> If you get to the point that you're stealing a page from a process simply because that process is over its quota of real memory, you should steal ALL that process' pages. It can't fit its working set into memory, so it isn't going to make decent progress, so the memory you do give it is wasted.
I suppose I see three cases here. One is that the page was part of the process' working set at an earlier point in time, but no longer is. In that case swapping it out is the right thing to do. The other is that the process is in control, but it's working set is bigger than the available memory. Then I agree that there is a good case for putting it on hold until enough memory is available, although that is a non-trivial problem which is somewhat outside of the scope of what I am trying to do. And the third case is the one that I am interested in - a runaway process which will eventually be OOMed. In this case, the quota will stop it from trampling on the working set of every other process in memory in the meantime.
While we are on the subject, does anyone reading this know where RSS quotas are handled in the current kernel code? I was able to find the original patches enabling them, but the code seems to have changed out of recognition since then.
Posted Nov 9, 2009 12:34 UTC (Mon) by hppnq (subscriber, #14462)
[Link]
You may want to look at Documentation/cgroups/memory.txt. Otherwise, it seems there is no way to enforce RSS limits.
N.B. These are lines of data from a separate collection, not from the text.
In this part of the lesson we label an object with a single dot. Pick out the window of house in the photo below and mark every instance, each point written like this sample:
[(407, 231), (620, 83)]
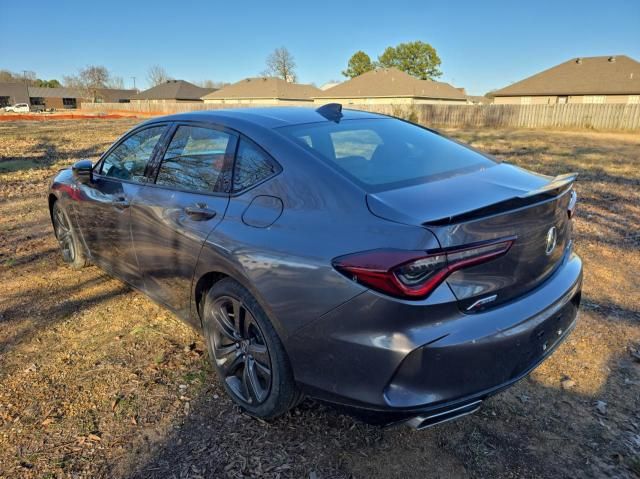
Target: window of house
[(594, 99), (69, 102), (195, 160), (129, 159), (252, 166)]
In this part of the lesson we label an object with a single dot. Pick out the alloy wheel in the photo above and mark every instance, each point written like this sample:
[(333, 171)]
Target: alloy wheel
[(240, 351), (63, 234)]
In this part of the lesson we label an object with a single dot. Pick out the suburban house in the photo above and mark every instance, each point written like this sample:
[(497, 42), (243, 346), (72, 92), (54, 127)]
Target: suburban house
[(115, 95), (12, 93), (614, 79), (392, 86), (58, 98), (172, 91), (263, 91)]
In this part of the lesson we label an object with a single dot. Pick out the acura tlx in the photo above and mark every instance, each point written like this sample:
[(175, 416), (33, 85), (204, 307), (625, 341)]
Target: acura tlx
[(345, 255)]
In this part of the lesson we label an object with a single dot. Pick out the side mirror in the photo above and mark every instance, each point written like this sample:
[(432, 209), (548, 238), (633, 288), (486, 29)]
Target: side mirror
[(83, 171)]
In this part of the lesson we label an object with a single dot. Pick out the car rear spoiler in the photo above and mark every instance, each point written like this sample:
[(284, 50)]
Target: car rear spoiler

Rik van Riel wrote a patch a few years ago but it seems to have been dropped.
Personally, I would hate to think that my system spends valuable resources managing runaway processes. ;-)
** Encouragement encouragement encouragement **
Posted Nov 13, 2009 22:32 UTC (Fri) by efexis (guest, #26355)
[Link]
I (for one) would be most interested in your work. The systems I manage are very binary in whether they're behaved or not, because I have configured them to behave (ie, how much memory is available, decide how much to give to database query caching etc, so everything just works). I try to keep swap file around 384Meg whether the system has 1G or 8G of RAM because that's a nice size to swap stuff out that you don't need to keep in memory, but using disk as virtual RAM is just way too slow, I'd prefer processes be denied memory requests than have them granted at the cost of slowing the whole system down. But all in all, because everything's set up for the amount of memory available, the only time I will get into OOM situations is when there is a runaway process (I manage systems for hosting small numbers of database driven websites, some of them may be developed on windows systems and then moved to the linux system, most are written in PHP which has a very low bar of entry, and so developers often do not have a clue when it comes to writing scalable code).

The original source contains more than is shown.